“Don’t do that, Anna,” he said.
“Is it any harm, papa?”
“Your mother died sitting in that chair; her hands spread the shawl over it; it was the last work they did, Anna; it has never since been taken off.”
I dropped the fringe; my touch seemed sacrilegious.
Near the chair was a small cabinet; it looked like an altar, or would have done so, had my father been a devotee to any religion requiring visible sacrifice. He opened it.
“Come hither, Anna,”—and I went.
Long, luxuriant bands of softly purplish hair lay within, upon the place of sacrifice.
“Sophie’s is like this,” I said.
“And Sophie wears one like unto this,” said my father; and he took up a circlet of shining gold that lay among the tresses. “Sophie’s marriage-ring was hallowed unto her. I gave it the morning she went out from me.” He uttered these words with slow reverence of voice.
Why did self come up?
“You gave Sophie our mother’s marriage-ring,” I said, “and I”—
“Shall wear this,” said my father. “I laid it here, with hers;” and he gently lifted the sacred hair, and, freeing the ring, put it upon my finger.
“This is not my marriage-day,” I said. “Papa, I don’t want it. Besides, gentlemen don’t wear marriage-rings: how came you to?”
“Perhaps I have not worn this one; but will you wear it to please me?”
“Why will it please you? It is not symbolical, is it?”
“It makes you doubly mine,” he said; and he led me back to outside life, with this strange sort of marriage-ring circling with its planet weight around my finger.
Did my father mean to keep me forever? And with the question came an answer that left sweet contentment in its pathway; it accorded with the intent of my heart.
“Father, have you made me your friend?” I asked, in the room that was terribly tossed, as I restored to place chairs that seemed to have been in a deplorably long dance, and to have forgotten their home at its close.
“You wear my ring, you have come into my orbit,” he answered.
“That being true, I am as much interested in the flying comet in there as you are,—for if it strikes you, it hurts me;” and I waited his answer.

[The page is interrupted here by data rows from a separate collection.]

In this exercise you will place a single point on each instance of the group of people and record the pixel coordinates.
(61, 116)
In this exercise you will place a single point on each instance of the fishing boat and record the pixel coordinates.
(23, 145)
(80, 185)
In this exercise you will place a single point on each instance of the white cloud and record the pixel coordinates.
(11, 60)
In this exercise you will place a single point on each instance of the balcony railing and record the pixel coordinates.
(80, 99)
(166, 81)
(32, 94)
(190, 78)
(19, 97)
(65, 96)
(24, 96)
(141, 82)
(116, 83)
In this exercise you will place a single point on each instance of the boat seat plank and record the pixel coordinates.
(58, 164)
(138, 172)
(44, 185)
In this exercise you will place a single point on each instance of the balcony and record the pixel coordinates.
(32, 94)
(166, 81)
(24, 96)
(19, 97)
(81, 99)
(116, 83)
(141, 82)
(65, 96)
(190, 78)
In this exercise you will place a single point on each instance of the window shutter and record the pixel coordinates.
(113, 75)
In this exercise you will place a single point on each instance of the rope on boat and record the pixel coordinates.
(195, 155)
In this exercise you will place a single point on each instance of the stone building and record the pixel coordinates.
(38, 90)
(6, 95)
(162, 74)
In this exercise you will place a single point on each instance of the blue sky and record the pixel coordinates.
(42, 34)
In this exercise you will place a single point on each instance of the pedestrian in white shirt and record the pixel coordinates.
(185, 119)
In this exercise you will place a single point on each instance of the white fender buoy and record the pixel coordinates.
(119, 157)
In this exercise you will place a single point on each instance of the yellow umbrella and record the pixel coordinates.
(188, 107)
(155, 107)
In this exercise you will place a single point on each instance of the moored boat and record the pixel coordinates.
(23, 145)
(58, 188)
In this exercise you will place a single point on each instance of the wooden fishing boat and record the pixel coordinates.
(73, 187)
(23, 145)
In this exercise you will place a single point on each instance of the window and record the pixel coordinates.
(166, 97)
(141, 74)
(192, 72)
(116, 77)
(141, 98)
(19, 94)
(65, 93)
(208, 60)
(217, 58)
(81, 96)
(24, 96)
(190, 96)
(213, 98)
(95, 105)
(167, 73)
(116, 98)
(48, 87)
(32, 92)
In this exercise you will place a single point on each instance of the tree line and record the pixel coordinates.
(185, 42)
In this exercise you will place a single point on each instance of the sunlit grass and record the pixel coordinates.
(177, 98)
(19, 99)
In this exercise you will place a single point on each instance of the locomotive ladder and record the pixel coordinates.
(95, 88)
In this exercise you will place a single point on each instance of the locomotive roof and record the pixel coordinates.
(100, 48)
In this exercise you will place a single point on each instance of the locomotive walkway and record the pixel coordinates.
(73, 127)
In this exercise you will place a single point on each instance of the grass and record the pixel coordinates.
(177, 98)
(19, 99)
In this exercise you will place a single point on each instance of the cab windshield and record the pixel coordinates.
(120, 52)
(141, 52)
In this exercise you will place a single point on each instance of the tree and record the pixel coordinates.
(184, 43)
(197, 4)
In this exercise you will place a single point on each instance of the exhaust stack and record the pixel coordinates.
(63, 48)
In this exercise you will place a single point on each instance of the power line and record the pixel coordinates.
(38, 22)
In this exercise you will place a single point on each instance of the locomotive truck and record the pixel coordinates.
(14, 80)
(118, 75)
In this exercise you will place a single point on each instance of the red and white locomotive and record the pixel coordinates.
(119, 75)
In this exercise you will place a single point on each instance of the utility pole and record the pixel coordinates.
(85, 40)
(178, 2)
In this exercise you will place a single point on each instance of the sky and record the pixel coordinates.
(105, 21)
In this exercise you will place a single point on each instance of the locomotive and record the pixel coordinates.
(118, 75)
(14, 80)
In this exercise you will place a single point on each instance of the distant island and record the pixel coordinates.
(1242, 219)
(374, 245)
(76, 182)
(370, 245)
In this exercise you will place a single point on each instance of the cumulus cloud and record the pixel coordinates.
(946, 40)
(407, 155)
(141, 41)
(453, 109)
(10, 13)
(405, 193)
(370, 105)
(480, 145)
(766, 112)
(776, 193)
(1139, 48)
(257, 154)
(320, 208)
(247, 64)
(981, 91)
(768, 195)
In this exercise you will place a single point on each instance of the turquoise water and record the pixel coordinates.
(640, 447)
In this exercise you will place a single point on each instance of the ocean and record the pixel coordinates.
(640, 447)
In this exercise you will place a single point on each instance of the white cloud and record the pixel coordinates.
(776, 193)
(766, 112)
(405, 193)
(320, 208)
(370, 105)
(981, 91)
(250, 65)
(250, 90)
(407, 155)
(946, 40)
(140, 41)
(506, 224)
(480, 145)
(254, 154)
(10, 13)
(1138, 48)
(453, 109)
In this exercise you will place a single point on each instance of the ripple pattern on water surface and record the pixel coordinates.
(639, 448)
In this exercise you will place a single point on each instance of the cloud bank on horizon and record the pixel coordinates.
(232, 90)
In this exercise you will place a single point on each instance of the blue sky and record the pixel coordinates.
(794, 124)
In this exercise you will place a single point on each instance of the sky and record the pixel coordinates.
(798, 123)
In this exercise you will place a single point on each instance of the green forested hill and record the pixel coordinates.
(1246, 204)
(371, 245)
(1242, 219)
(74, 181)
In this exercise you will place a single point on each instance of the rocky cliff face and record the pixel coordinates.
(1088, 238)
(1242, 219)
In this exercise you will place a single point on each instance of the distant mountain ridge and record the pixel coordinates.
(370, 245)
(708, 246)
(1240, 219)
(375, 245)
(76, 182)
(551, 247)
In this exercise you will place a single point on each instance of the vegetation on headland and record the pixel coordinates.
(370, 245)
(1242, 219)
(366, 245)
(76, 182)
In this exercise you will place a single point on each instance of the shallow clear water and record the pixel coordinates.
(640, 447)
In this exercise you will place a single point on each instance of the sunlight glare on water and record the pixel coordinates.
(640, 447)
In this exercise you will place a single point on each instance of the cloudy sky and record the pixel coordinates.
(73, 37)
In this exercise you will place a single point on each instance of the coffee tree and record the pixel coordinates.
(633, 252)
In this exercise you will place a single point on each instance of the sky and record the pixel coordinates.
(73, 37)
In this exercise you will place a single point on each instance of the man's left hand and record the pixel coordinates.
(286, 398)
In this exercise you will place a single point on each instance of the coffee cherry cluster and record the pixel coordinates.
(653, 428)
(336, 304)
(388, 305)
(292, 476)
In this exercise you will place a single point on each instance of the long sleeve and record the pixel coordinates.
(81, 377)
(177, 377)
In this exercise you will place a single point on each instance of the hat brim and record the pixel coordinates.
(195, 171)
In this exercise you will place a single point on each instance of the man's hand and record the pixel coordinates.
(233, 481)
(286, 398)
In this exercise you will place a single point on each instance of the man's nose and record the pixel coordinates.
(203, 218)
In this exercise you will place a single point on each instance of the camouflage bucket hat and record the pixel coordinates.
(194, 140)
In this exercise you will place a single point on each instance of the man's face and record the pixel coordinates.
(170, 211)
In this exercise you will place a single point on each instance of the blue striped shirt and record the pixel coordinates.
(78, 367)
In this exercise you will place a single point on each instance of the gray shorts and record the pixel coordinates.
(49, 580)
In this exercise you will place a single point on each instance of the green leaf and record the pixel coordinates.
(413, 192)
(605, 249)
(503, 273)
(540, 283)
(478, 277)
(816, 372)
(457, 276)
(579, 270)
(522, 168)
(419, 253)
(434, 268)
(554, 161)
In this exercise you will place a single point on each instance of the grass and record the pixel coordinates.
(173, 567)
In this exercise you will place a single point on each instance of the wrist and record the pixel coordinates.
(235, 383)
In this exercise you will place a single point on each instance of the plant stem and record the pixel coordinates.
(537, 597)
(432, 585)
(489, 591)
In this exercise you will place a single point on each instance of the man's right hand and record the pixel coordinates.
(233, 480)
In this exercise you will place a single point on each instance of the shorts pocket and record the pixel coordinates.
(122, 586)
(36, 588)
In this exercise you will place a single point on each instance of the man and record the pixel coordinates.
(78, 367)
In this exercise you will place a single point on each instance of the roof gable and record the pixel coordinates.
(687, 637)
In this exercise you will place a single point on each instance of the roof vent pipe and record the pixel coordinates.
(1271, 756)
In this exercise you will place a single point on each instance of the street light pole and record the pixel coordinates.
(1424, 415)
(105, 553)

After a moment of pause, it came.
“My poor patient is very ill; his life will burn out, if the fever is not stayed;” and as the frenzied laugh reached us, Dr. Percival forgot my presence; he passed his hand slowly across his brow, as if to retouch memory, and then taking down a volume, he began to read. I waited long. At last he closed the book suddenly, said to himself, “I’ll try it,” and in half a moment my father’s white hairs were separated from me by the impassable barrier of the sick-room.